Re: Switching timeline over streaming replication

From: Amit Kapila <amit(dot)kapila(at)huawei(dot)com>
To: "'Heikki Linnakangas'" <hlinnakangas(at)vmware(dot)com>
Cc: "'PostgreSQL-development'" <pgsql-hackers(at)postgreSQL(dot)org>
Subject: Re: Switching timeline over streaming replication
Date: 2012-09-28 13:08:26
Message-ID: 007701cd9d7a$59198cb0$0b4ca610$@kapila@huawei.com
Views: Raw Message | Whole Thread | Download mbox | Resend email
Thread:
Lists: pgsql-hackers

> On Tuesday, September 25, 2012 6:29 PM Heikki Linnakangas wrote:
> On 25.09.2012 10:08, Heikki Linnakangas wrote:
> > On 24.09.2012 16:33, Amit Kapila wrote:
> >> In any case, it will be better if you can split it into multiple
> patches:
> >> 1. Having new functionality of "Switching timeline over streaming
> >> replication"
> >> 2. Refactoring related changes.

> Ok, here you go. xlog-c-split-1.patch contains the refactoring of existing
code, with no user-visible changes.
> streaming-tli-switch-2.patch applies over xlog-c-split-1.patch, and
contains the new functionality.

Please find the initial review of the patch. Still more review is pending,
but I thought whatever is done I shall post

Basic stuff:
----------------------
- Patch applies OK
- Compiles cleanly with no warnings
- Regression tests pass.
- Documentation changes are mostly fine.
- Basic replication tests works.

Testing
---------
Start primary server
Start standby server
Start cascade standby server

Stopped the primary server

Promoted the standby server with ./pg_ctl -D data_repl promote

In postgresql.conf file
archive_mode = off

The following logs are observing in the cascade standby server.

LOG: replication terminated by primary server
DETAIL: End of WAL reached on timeline 1
LOG: walreceiver ended streaming and awaits new instructions
LOG: record with zero length at 0/17E3888
LOG: re-handshaking at position 0/1000000 on tli 1
LOG: fetching timeline history file for timeline 2 from primary server
LOG: replication terminated by primary server
DETAIL: End of WAL reached on timeline 1
LOG: walreceiver ended streaming and awaits new instructions
LOG: re-handshaking at position 0/1000000 on tli 1
LOG: replication terminated by primary server
DETAIL: End of WAL reached on timeline 1

In postgresql.conf file
archive_mode = on

The following logs are observing in the cascade standby server.

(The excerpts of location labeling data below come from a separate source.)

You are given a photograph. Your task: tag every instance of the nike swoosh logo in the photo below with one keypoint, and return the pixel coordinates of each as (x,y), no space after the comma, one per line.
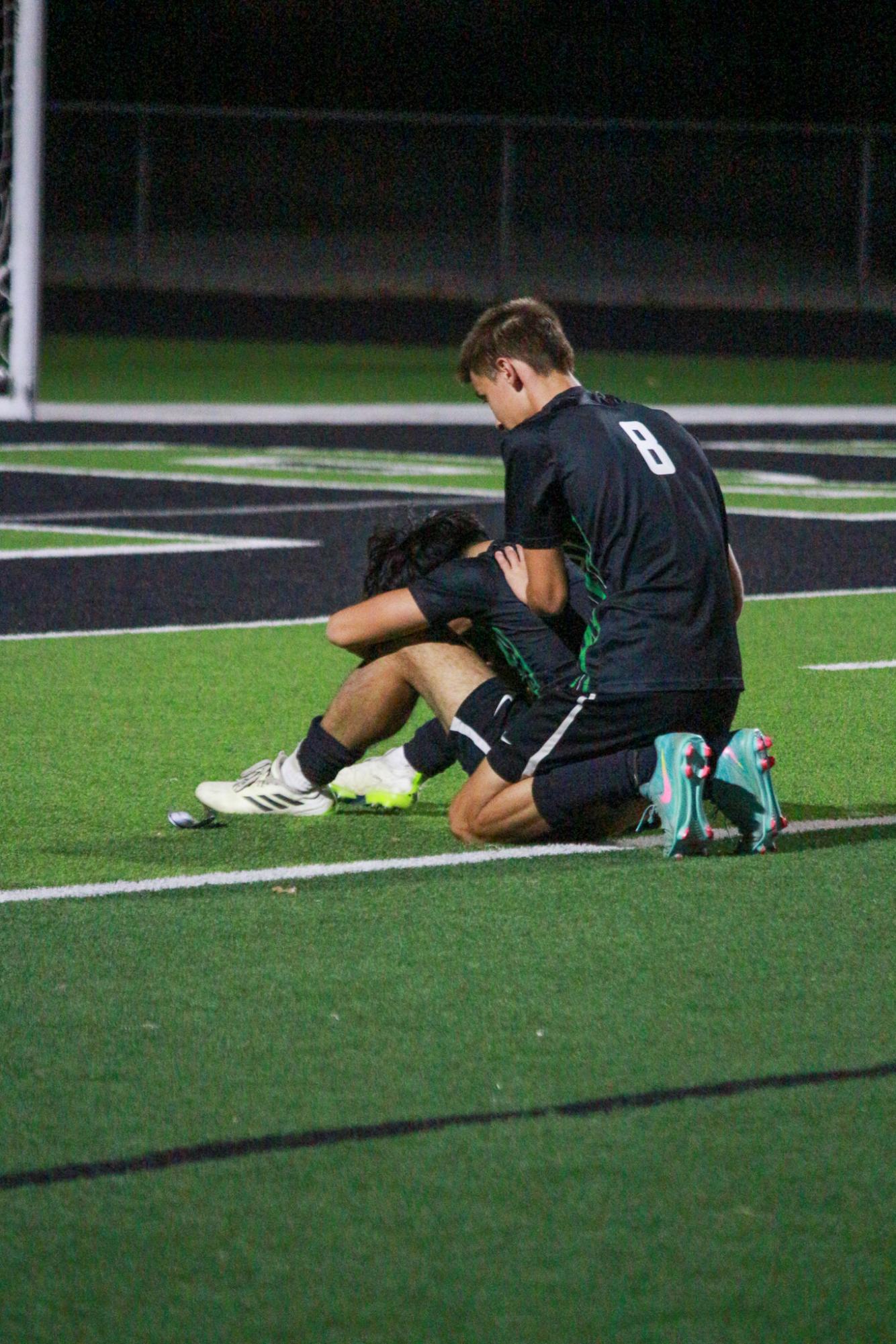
(667,782)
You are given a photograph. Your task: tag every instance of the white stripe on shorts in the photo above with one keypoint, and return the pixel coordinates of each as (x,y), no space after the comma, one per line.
(465,730)
(533,764)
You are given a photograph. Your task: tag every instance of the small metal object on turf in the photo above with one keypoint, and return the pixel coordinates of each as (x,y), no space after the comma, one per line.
(186,821)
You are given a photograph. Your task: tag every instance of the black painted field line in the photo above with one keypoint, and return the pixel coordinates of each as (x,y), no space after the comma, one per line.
(229,1148)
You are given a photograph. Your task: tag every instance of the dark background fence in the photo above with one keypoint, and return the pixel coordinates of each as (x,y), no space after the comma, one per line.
(369,206)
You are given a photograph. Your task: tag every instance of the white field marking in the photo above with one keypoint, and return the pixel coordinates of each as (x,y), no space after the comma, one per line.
(237,510)
(310,871)
(813,515)
(221,479)
(848,448)
(366,464)
(785,597)
(88,448)
(233,543)
(136,534)
(166,629)
(816,492)
(322,620)
(847,667)
(300,872)
(422,413)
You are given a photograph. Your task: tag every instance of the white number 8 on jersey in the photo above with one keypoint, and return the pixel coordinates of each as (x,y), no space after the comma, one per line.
(651,449)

LOG: replication terminated by primary server
DETAIL: End of WAL reached on timeline 1
LOG: walreceiver ended streaming and awaits new instructions
sh:
/home/amit/installation/bin/data_sub/pg_xlog/archive_status/0000000100000000
00000002: No such file or directory
LOG: record with zero length at 0/20144B8
sh:
/home/amit/installation/bin/data_sub/pg_xlog/archive_status/0000000100000000
00000002: No such file or directory
LOG: re-handshaking at position 0/2000000 on tli 1
LOG: fetching timeline history file for timeline 2 from primary server
LOG: replication terminated by primary server
DETAIL: End of WAL reached on timeline 1
LOG: walreceiver ended streaming and awaits new instructions
sh:
/home/amit/installation/bin/data_sub/pg_xlog/archive_status/0000000100000000
00000002: No such file or directory
sh:
/home/amit/installation/bin/data_sub/pg_xlog/archive_status/0000000100000000
00000002: No such file or directory
LOG: re-handshaking at position 0/2000000 on tli 1
LOG: replication terminated by primary server
DETAIL: End of WAL reached on timeline 1
LOG: walreceiver ended streaming and awaits new instructions

Verified that files are present in respective directories.

Code Review
----------------
1. In function readTimeLineHistory(),
two mechanisms are used to fetch timeline from history file
+ sscanf(fline, "%u\t%X/%X", &tli, &switchpoint_hi,
&switchpoint_lo);
+
+ /* expect a numeric timeline ID as first field of line */
+ tli = (TimeLineID) strtoul(ptr, &endptr, 0);
If we use new mechanism, it will not be able to detect error as it is
doing in current case.

2. In function readTimeLineHistory(),
+ fd = AllocateFile(path, "r");
+ if (fd == NULL)
+ {
+ if (errno != ENOENT)
+ ereport(FATAL,
+ (errcode_for_file_access(),
+ errmsg("could not open file
\"%s\": %m", path)));
+ /* Not there, so assume no parents */
+ return list_make1_int((int) targetTLI);
+ }
still return list_make1_int((int) targetTLI); is used.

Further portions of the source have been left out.